Deadpool has been billed as a different superhero, fond of over the top violence and humor that pushes all boundaries of good taste. No punches are pulled for the genre – this movie earns its R rating gleefully. The jokes are rapid-fire and relentless to the point where it’s easy to miss entire chunks of the movie as they are drowned away in laughter. The majority of the best lines come at the expense of the genre, especially the X-men movies themselves. You don’t need a great familiarity with other superhero movies to get the bulk of the references, but fans of the genre will certainly appreciate them more. Unfortunately, several lines do miss the mark, mostly thanks to being too sophomoric. This is a major problem in the first third of the movie, but luckily, this falls off. The violence is certainly hard and heavy, but I wouldn’t call it gross by any measures. “Kingsman” still has Deadpool beat from that standpoint. Gratuitous for sure, but not overplayed just because the movie can get away with it. The bulk of the violence is of course played for laughs and works well.
While it would be commendable for Deadpool to just nail the major beats and have fun, what pushes it into the upper stratosphere of the genre is how it treats its titular hero. Deadpool is an unstable personification of id, and his journey never lets the audience forget that. Both he and his antagonist Ajax’s motivations are the basest of human emotions and flaws: vanity, pride, wrath, and greed. These thread their way through the action of the story, resulting in something that ultimately is more interesting than your typical superhero fare that you’d see in other origin stories. Deadpool is self-assured, and he stays that way right until the conclusion that was true to the characters built in this world. However, from an action and spectacle standpoint, it was a little underwhelming given that we live in a post-Avengers world. That can be written off to the rather paltry $58 million budget, and I’m sure Deadpool 2 will remedy this.

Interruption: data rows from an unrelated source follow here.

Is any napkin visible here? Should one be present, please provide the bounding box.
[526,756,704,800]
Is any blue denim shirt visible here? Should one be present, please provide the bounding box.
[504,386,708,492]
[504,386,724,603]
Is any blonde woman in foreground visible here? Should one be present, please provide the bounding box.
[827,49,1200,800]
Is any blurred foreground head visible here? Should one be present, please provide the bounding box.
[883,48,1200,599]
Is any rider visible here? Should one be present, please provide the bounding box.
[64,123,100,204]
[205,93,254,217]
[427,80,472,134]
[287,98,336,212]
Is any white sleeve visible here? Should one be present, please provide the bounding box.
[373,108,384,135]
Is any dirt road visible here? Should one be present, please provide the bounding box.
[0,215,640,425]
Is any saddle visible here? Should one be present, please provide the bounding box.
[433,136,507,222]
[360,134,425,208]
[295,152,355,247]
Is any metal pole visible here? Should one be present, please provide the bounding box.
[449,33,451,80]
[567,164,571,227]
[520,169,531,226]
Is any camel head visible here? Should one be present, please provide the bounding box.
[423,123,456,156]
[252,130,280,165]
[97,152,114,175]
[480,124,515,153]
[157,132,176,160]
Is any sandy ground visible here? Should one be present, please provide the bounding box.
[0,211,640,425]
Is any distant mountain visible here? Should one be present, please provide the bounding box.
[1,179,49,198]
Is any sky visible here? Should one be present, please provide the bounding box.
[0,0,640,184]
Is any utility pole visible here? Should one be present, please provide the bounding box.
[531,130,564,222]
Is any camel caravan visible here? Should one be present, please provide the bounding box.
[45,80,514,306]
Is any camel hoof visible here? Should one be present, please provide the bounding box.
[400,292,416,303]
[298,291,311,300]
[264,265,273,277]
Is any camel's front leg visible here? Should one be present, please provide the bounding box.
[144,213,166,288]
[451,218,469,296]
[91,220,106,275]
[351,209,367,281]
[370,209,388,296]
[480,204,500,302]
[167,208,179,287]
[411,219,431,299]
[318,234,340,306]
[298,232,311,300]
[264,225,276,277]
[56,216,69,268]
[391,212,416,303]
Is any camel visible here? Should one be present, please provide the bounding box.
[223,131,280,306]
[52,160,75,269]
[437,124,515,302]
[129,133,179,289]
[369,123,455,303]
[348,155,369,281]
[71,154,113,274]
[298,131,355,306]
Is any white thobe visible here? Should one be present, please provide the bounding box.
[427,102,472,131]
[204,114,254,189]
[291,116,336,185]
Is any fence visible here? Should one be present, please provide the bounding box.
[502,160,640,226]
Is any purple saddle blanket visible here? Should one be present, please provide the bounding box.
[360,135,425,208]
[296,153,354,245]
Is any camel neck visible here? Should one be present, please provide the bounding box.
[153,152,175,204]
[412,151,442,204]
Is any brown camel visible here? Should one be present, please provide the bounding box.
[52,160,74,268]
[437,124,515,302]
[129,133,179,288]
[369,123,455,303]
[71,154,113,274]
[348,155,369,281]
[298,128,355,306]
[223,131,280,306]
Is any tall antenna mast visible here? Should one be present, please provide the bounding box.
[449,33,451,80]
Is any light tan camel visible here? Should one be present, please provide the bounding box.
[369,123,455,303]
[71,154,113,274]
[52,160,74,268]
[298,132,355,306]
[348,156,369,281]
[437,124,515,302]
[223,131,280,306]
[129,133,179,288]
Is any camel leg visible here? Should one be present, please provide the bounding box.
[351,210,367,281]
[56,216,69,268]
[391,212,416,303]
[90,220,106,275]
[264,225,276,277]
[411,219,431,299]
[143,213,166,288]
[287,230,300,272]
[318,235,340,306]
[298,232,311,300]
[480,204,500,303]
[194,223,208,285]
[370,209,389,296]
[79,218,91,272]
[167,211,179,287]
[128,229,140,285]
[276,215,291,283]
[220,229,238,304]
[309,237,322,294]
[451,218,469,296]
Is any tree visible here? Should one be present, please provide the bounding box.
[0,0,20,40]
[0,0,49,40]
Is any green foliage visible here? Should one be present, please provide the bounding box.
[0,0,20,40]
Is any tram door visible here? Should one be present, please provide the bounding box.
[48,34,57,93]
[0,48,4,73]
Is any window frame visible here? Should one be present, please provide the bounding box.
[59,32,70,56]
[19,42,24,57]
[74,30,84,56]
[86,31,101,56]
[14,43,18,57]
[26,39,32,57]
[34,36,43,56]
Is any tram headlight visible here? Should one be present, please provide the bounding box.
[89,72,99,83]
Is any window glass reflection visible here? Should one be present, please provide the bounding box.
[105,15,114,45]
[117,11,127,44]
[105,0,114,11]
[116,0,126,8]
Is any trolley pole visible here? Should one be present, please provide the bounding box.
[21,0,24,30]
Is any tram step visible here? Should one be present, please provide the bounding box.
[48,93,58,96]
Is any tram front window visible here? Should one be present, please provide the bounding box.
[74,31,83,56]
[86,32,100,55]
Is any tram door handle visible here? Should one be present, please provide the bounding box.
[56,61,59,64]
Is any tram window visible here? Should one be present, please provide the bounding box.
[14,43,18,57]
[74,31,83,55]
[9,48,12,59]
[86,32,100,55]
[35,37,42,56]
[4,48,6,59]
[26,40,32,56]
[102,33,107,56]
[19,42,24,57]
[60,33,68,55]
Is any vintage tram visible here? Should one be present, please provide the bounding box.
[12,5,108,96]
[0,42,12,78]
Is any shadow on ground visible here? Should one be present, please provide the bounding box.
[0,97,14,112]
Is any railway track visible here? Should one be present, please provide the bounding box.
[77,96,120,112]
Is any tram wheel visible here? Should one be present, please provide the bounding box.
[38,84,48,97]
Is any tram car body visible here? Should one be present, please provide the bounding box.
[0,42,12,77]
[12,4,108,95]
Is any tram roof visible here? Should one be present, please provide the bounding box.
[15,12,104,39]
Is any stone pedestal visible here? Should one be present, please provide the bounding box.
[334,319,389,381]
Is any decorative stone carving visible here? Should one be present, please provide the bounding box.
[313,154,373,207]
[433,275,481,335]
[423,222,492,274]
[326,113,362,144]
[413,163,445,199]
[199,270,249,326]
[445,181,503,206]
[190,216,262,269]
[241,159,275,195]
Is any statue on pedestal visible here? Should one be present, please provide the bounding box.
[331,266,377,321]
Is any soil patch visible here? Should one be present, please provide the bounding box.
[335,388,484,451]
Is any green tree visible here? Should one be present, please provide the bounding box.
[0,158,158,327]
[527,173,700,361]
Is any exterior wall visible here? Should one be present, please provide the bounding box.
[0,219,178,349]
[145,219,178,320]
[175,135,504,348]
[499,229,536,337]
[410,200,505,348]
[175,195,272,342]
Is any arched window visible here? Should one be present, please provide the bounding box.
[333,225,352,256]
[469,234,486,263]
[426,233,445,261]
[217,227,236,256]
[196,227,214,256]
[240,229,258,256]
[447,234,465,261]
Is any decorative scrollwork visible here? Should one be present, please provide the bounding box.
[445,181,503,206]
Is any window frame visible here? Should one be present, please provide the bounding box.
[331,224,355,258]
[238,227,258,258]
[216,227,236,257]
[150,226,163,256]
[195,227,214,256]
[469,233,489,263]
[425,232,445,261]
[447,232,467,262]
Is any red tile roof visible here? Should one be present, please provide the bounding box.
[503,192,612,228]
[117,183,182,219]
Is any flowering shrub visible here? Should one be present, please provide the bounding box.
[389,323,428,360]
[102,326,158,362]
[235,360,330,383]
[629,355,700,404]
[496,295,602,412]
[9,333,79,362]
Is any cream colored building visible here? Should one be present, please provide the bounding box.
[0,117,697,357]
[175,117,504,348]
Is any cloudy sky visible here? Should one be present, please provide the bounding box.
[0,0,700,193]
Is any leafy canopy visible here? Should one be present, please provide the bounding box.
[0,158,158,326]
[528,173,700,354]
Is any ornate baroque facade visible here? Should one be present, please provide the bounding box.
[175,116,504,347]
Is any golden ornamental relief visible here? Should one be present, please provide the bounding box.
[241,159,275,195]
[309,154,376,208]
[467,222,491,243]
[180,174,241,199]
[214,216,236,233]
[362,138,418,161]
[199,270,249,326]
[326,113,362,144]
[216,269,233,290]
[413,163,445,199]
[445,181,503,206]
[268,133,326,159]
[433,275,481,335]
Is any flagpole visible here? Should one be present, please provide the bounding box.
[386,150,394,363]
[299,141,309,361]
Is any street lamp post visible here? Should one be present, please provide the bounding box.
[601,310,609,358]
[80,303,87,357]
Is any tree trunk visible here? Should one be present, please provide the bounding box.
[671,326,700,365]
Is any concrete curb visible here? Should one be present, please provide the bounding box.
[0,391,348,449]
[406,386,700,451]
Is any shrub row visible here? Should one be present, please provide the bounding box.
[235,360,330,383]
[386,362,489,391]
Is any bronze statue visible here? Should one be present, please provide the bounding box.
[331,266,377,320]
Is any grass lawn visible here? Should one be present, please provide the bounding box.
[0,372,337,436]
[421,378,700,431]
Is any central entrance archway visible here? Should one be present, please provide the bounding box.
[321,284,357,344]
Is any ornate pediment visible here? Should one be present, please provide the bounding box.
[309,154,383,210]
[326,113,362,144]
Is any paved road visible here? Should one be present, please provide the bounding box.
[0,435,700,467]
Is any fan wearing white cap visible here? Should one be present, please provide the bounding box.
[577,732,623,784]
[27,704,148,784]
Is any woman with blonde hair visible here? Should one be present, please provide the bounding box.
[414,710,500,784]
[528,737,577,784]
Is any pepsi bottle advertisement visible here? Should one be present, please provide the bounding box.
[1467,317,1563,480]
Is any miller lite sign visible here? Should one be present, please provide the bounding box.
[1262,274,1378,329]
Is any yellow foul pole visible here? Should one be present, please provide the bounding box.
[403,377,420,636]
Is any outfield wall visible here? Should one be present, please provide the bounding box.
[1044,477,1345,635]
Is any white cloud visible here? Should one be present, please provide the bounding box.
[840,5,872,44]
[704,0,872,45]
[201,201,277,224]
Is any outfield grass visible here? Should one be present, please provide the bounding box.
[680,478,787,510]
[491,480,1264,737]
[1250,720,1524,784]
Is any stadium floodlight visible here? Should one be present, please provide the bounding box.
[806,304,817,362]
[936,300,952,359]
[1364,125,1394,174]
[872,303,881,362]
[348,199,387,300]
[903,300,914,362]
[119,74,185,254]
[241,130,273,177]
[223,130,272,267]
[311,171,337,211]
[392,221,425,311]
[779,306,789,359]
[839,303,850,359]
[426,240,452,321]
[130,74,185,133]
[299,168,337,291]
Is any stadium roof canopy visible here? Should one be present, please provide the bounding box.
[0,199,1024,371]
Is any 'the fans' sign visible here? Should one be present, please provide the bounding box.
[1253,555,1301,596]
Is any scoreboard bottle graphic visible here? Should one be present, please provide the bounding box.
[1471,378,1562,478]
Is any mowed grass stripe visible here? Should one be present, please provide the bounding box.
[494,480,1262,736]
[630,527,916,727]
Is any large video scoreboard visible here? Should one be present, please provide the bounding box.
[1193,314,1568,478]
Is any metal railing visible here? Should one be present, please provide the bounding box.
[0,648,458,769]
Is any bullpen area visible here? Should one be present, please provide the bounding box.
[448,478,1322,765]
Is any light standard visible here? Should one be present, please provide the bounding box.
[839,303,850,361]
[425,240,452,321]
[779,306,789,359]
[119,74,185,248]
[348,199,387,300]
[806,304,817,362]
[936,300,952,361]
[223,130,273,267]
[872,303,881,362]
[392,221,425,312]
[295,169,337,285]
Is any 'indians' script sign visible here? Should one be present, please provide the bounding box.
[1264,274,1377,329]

The story remains fully focused on Deadpool, and the supporting characters help fill out that character. It would have been easy to gloss over the relationship between Wade and Vanessa, but I enjoyed the lengths the movie went to to show the uniqueness of their relationship. Colossus could have easily been mutant filler, but having him as Deadpool’s “angel on the shoulder” was smart and resulted in some great moments. Ajax, as previously mentioned, is a villain with understandable motivations used as an effective parallel to Deadpool. The remainder are there for either comic relief (Weasel, Blind Al) or battle filler (Negasonic Teenage Warhead, Angel Dust), and they accomplish their goals.
Ultimately, Deadpool is better than it has any right to be, and it meets the lofty expectations placed upon it. It could have been nothing more than a laugh-a-minute bloodfest and been perfectly fine. However, it takes a character that shouldn’t be interesting enough to warrant his own story and turn it into a potential franchise. Now, who’s going to play Cable in Deadpool 2?